Section 95.281(1)(a), Florida Statutes, provides that a mortgage lien terminates five
years from the date of its maturity, “if the final maturity of an obligation secured by a
mortgage is ascertainable from the record.” Because the note in this case has a maturity
date of August 1, 2037, under section 95.281(1)(a), Defendant’s mortgage lien would
terminate on August 1, 2042. (Doc. 2, Ex. A). Furthermore, section 95.11(2)(c), Florida
Statutes, provides a five-year limitation period to foreclose on a mortgage. The limitations
period established under § 95.11(2)(c) does not affect the life of the lien or extinguish the
debt secured by the lien; rather, the life of the lien is established pursuant to § 95.281(1).

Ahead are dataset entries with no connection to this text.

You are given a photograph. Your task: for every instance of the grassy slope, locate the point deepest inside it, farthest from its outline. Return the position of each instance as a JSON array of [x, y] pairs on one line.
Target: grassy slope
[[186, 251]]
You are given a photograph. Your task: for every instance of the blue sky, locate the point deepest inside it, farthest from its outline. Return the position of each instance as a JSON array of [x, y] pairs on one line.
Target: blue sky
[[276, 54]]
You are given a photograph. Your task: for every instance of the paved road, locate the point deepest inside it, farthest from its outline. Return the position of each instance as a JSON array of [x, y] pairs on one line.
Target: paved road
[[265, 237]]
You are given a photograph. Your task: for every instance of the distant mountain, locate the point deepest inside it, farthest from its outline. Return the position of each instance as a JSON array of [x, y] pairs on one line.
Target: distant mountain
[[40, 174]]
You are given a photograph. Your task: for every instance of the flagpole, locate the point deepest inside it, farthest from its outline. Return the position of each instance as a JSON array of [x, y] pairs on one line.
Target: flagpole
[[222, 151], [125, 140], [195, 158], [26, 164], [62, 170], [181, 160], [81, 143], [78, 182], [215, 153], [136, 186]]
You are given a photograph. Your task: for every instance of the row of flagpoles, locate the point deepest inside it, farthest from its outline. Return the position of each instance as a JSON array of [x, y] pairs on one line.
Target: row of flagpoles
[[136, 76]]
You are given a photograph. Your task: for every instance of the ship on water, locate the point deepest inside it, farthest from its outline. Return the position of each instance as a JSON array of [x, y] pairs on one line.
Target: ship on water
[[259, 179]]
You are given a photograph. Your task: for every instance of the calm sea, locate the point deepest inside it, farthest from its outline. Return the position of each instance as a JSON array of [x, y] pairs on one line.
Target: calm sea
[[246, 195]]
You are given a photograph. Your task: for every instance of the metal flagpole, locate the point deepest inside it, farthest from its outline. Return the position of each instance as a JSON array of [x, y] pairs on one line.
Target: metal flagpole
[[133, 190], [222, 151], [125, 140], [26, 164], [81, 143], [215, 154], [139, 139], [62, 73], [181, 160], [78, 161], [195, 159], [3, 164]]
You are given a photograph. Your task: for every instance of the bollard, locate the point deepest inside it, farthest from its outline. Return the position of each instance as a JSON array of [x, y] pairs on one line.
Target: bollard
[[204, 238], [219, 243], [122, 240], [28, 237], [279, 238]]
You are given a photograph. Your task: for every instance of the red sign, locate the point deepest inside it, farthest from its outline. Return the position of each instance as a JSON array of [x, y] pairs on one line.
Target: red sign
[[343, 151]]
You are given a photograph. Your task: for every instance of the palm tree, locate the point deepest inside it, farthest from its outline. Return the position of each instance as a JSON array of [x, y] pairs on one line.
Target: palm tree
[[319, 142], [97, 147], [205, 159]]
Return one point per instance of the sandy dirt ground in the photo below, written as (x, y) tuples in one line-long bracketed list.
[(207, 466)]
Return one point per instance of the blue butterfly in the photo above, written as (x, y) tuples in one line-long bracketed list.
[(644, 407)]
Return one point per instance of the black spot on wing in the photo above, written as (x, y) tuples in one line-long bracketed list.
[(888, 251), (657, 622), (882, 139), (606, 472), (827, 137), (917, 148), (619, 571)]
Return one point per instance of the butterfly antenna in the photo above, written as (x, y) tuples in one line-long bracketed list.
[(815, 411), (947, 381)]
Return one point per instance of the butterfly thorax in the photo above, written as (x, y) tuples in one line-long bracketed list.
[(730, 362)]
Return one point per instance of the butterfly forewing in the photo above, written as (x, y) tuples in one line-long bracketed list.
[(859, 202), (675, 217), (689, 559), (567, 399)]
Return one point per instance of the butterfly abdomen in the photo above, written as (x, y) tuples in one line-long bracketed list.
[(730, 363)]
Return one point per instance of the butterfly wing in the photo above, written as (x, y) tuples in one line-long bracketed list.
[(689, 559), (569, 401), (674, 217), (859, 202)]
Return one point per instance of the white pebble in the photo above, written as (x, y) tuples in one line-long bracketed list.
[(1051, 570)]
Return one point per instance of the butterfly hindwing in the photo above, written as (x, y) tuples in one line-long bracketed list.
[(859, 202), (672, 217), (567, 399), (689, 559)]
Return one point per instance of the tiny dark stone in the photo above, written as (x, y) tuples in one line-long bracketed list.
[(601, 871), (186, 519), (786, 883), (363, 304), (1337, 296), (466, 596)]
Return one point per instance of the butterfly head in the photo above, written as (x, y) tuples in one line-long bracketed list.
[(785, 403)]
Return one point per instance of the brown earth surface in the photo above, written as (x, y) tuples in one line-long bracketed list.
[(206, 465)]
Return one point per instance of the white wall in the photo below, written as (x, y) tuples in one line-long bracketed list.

See Houck Corp. v. New River, Ltd., 900 So. 2d 601, 603 (Fla. 2d DCA 2005).
Under Florida law, when a creditor exercises its right to accelerate the amount due
and owing under a note, the statute of limitations begins to run for the creditor to enforce
the note. See Greene v. Bursey, 733 So. 2d 1111, 1114-15 (Fla. 4th DCA 1999) (“Where
the installment contract contains an optional acceleration clause, the statute of limitations
may commence running earlier on payments not yet due if the holder exercises his [or her]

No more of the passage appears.